Bei der Festlegung der Zuständigkeiten darf das Management nicht unberücksichtigt bleiben, nur weil die operative Produktprüfung im Fokus steht. Vom Management wird der Rahmen der Qualitätsmaßnahmen vorgegeben, der für die einzelnen Projekte verbindlich ist. Es überwacht und lenkt auch dessen Umsetzung. Um den Erfolg langfristig zu sichern, ist eine kontinuierliche „SQM-Werbung“ notwendig, in dem alle Einzelprojekte über den erreichten Qualitätsstand regelmäßig informiert werden. Nur wenn sich das Management eindeutig zum SQM positioniert, werden die Qualitätsmaßnahmen in der Praxis angewendet statt im Schrank zu verstauben.

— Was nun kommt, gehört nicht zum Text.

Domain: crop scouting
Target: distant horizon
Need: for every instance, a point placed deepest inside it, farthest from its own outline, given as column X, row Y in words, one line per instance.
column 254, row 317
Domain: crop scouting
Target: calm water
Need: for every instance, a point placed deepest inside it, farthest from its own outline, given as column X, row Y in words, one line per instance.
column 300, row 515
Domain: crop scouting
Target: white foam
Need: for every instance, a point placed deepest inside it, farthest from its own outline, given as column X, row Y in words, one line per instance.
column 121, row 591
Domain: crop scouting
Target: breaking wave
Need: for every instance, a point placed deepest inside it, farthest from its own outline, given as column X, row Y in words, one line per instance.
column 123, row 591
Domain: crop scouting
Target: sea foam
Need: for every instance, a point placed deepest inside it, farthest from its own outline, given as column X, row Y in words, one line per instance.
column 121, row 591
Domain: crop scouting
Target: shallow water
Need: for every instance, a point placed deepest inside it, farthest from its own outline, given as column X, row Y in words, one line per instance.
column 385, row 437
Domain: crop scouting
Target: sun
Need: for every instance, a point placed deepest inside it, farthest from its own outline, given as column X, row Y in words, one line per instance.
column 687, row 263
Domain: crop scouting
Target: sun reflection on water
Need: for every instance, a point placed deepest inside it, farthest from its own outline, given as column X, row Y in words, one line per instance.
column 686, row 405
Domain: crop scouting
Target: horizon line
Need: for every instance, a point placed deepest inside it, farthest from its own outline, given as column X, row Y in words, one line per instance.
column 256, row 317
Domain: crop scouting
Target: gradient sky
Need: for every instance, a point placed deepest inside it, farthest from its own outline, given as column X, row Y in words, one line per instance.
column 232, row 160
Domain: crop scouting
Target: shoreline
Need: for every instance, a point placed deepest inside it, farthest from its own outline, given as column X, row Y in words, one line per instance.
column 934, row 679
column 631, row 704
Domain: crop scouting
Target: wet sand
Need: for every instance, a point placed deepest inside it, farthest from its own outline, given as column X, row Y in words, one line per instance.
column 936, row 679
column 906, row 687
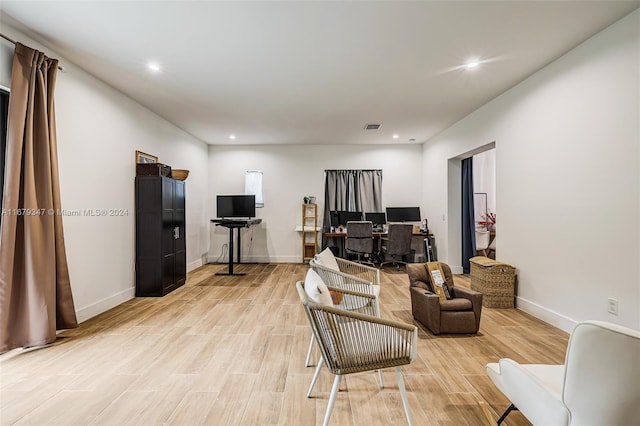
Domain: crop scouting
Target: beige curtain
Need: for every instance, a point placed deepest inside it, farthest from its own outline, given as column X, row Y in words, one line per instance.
column 35, row 293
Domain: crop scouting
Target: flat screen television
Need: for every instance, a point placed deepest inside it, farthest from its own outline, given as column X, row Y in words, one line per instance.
column 377, row 219
column 229, row 206
column 403, row 214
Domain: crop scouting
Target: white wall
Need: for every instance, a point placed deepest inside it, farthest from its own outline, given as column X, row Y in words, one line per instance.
column 99, row 129
column 568, row 180
column 290, row 173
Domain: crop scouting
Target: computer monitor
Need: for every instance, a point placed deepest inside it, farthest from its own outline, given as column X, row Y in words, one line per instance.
column 378, row 219
column 345, row 216
column 229, row 206
column 403, row 214
column 334, row 219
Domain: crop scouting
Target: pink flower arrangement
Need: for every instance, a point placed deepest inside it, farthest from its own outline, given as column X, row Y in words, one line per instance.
column 488, row 220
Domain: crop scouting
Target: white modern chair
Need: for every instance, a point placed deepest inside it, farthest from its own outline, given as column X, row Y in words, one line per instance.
column 482, row 242
column 598, row 385
column 352, row 342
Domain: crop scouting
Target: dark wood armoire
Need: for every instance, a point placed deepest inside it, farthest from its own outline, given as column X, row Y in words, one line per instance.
column 161, row 250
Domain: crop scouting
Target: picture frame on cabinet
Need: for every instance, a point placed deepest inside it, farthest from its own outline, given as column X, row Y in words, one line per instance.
column 143, row 157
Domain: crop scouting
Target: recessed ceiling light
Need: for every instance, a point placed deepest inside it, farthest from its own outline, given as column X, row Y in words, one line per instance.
column 472, row 64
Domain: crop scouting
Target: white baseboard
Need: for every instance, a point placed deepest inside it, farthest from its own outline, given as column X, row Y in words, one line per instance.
column 259, row 259
column 194, row 265
column 547, row 315
column 105, row 304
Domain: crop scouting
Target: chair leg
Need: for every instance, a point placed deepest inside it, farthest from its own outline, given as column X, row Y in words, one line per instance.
column 403, row 394
column 332, row 399
column 315, row 376
column 506, row 413
column 308, row 360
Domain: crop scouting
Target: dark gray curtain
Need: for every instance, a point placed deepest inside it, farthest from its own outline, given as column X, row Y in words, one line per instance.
column 468, row 216
column 351, row 190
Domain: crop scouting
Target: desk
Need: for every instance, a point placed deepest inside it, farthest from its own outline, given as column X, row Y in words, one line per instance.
column 232, row 224
column 379, row 235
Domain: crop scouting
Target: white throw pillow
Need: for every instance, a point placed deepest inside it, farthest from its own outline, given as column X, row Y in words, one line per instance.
column 327, row 259
column 316, row 289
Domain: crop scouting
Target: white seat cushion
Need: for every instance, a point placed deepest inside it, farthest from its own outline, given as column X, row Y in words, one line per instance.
column 327, row 259
column 316, row 289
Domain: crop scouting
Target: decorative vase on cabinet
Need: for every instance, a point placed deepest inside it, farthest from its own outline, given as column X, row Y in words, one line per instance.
column 161, row 250
column 309, row 231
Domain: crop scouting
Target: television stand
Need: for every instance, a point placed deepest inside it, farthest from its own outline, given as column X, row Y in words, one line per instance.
column 232, row 224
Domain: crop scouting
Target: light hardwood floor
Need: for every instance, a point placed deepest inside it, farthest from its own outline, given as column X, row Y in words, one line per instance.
column 230, row 351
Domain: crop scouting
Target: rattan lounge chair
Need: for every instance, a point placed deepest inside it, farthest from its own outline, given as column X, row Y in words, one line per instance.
column 353, row 342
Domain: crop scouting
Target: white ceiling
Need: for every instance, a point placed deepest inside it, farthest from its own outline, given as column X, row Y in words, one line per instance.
column 312, row 72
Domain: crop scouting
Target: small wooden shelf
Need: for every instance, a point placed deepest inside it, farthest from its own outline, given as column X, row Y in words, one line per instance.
column 309, row 231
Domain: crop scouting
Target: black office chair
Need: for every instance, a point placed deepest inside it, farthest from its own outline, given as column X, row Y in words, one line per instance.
column 398, row 243
column 360, row 240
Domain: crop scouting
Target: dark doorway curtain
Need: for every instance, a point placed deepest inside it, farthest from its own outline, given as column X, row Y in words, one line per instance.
column 350, row 190
column 468, row 216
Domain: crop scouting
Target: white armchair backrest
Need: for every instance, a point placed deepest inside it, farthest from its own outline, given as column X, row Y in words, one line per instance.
column 602, row 375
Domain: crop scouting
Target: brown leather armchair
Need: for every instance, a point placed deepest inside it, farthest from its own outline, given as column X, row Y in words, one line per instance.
column 460, row 314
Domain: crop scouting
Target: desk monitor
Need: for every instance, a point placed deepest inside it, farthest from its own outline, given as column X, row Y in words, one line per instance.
column 345, row 216
column 229, row 206
column 378, row 219
column 403, row 214
column 333, row 218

Testpläne erleichtern Kontrolle

   Prioritäten setzen: Heutige IT-Systeme sind so komplex, dass ein vollständiger Test unmöglich ist. „Time to Market“ steht daher im Widerspruch zu einem anspruchsvollen Testplan. Der Weg aus dem Dilemma kann nur sein, beim Test Prioritäten zu setzen, um Schäden durch Programmfehler in ausgelieferten Versionen möglichst gering zu halten. In der Praxis hat sich ein einfaches Verfahren bewährt: Zuerst wird das System in überschaubare Testobjekte aufgeteilt und anschließend priorisiert. Als Bewertungsparameter dienen dabei die Komplexität und das Risiko durch potenzielle Fehler. So hat die Komponente zur Tarifberechnung einer Lebensversicherung eine deutlich höhere Priorität (Stichwort: Beraterhaftung) als die Gestaltung der Benutzeroberfläche. Alle wichtigen Planungswerte - zum Beispiel Testbeginn und -ende, Bereitstellungstermine für Testdaten sowie benötigte Ressourcen - werden in einem

Testplan festgehalten, laufend kontrolliert und gegebenenfalls angepasst.

   Kaufen Sie nur, was Sie wirklich brauchen: Die SQM-Qualitätsmaßnahmen müssen so ausgewählt werden, dass geforderte Qualität und Kosten im angemessenen Gleichgewicht bleiben. Einwände wie „Woher soll ich vorher wissen, welches die effektivsten Maßnahmen sind? Das ist mir alles zu theoretisch.“ hört man als SQM-Manager nur zu oft. Und in der Tat: Standardverfahren wie V-Modell 97, RUP oder CMM haftet der Geruch des Theoretischen an, da Unternehmen diese Modelle sehr aufwändig an ihre Organisation anpassen müssen und sich möglicherweise erst am Ende herausstellt, ob sie geeignet sind.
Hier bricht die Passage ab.